The hillside leading up to the high pastures was covered with wild flowers still vibrant from the wet spring weather. The vivid purples and blues of the lupine and larkspur were interspersed with the white phlox, red skyrocket, and a host of miscellaneous other colors of wild flowers which defied identification. It felt like we were trespassing through someone’s flower garden. At the top of the hill we passed through a gate that opened on to the high pastures, or "flats" as we call them -- mostly open sage brush pastures with scattered large aspen groves. The array of wild flowers continued across the sage and into the setting sun. What few clouds there were had now taken on various shades of red, purple, and pink as the sun dropped below William’s Peak.

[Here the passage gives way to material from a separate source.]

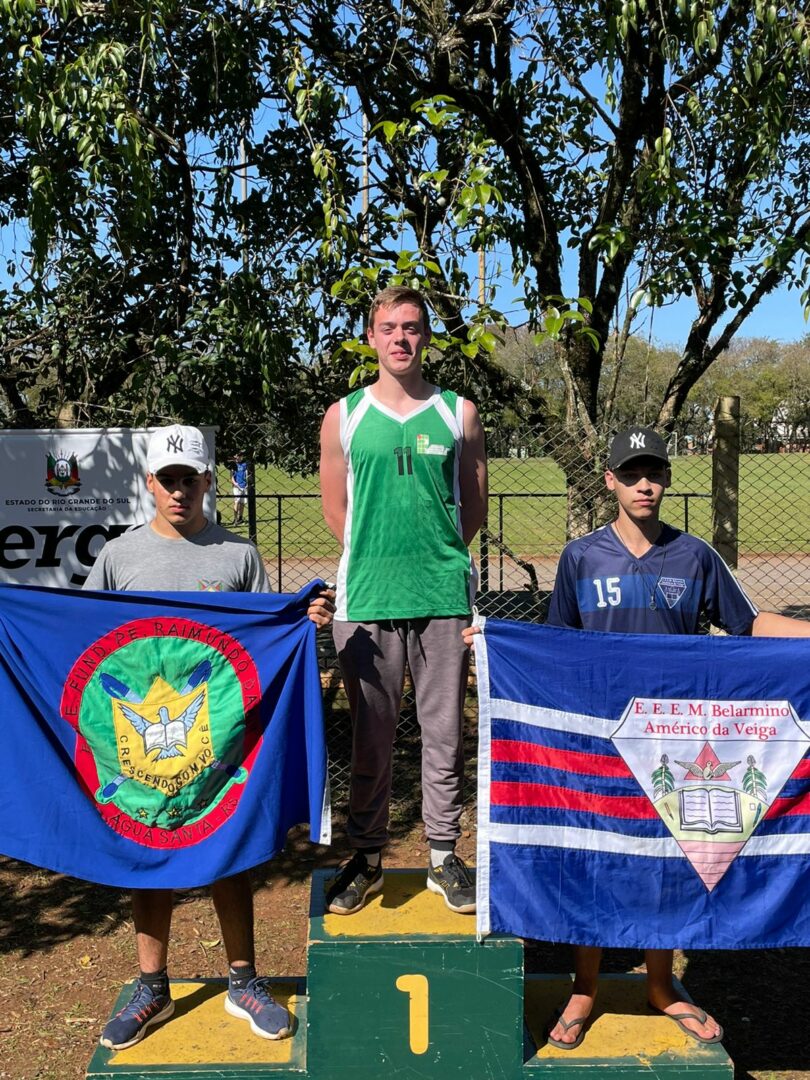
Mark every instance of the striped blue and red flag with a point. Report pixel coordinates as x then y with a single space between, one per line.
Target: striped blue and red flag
644 791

Most of the good grazing grass is in the aspen groves, so it was through them that we continued our search for the horses, although our searching was mostly a pleasure walk as we followed the cow paths through the aspen trees and past one of several stock ponds where a large group of cattle had settled in for the night. It is in the shade of the aspen trees along the small creeks and drainages that the columbine grow, and June is the month when they bloom. They are clearly the most beautiful of the Colorado wild flowers with their delicate splays of whites and pale blues, and the obvious choice for the state flower. I was tempted to risk the $200 fine for picking one.

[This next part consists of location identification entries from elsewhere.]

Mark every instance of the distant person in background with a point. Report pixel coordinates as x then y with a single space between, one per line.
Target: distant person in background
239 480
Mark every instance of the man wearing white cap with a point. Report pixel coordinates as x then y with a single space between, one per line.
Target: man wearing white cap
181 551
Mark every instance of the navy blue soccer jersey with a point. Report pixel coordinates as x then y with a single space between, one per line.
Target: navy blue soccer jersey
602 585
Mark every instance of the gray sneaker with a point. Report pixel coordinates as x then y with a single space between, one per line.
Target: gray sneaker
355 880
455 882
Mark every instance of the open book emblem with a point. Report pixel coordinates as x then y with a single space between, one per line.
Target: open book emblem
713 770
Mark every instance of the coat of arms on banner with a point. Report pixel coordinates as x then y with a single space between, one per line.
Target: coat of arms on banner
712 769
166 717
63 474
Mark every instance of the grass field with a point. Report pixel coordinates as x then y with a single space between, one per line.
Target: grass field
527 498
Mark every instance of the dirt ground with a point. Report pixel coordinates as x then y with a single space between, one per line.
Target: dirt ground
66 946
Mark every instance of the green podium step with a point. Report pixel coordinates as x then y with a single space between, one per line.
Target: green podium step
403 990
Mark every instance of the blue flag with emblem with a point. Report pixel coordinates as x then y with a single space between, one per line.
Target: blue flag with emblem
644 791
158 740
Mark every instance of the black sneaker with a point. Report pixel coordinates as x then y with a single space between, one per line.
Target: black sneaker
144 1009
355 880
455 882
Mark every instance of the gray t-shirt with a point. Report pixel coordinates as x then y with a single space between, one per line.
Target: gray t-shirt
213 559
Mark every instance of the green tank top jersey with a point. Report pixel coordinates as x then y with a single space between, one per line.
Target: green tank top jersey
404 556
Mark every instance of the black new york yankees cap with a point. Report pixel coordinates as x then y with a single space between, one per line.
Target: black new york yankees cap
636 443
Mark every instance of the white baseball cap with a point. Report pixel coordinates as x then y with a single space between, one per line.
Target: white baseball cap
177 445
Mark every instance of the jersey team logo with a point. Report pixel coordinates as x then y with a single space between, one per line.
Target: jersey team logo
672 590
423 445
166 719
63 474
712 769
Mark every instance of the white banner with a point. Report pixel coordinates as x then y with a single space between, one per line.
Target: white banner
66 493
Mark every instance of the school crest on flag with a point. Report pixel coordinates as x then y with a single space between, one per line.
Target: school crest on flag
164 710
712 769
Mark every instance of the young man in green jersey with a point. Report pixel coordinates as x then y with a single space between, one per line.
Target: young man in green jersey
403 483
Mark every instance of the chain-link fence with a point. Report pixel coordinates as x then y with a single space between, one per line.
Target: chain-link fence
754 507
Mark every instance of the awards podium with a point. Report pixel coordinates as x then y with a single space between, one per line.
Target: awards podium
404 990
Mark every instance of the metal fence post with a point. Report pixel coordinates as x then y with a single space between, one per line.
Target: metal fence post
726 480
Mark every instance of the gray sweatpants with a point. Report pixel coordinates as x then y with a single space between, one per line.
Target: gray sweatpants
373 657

We emerged from the aspen at the western edge of the high flats which provided a grandstand view of the sunset. Looking down we could see several miles of irrigated meadows across the William’s Fork Valley until it rose again and became the snow-covered peaks of the William’s Fork Range. Streaks of setting sunlight emerging from behind the mountains provided a colorful light show on the clouds and on the mountains to our east. We stood there and watched the completion of the sunset before turning around and heading back toward the ranch. Thoughts of finding the horses had been lost -- diverted by the sights and sounds of nature in one of her finer displays of beauty and serenity.

As we neared the ranch a mule deer and two fawns were grazing by the beaver pond, and beyond them one of the brown bears who frequents our garbage dumpsters was returning from her evening meal. We stopped and watched as she lumbered up the hill, disappearing into the woods she calls home. BJ didn’t seem to mind seeing the bear, but neither did she wish to get closer when I urged her forward.

Back at the barn, the other wranglers were swapping stories about their various adventures in hunting the horses. All but one of the horses had been rounded up. I took note that none of their stories mentioned seeing the sunset, the wild flowers, the deer or the elk. I guess my additional 30 years has given me a different sense of what is significant and of value.

The last horse showed up four days later at a morning breakfast cookout on Saddle Mountain about two miles from the ranch. He had a few cuts and scratches, but I was envious, and wished I could have been out there with him.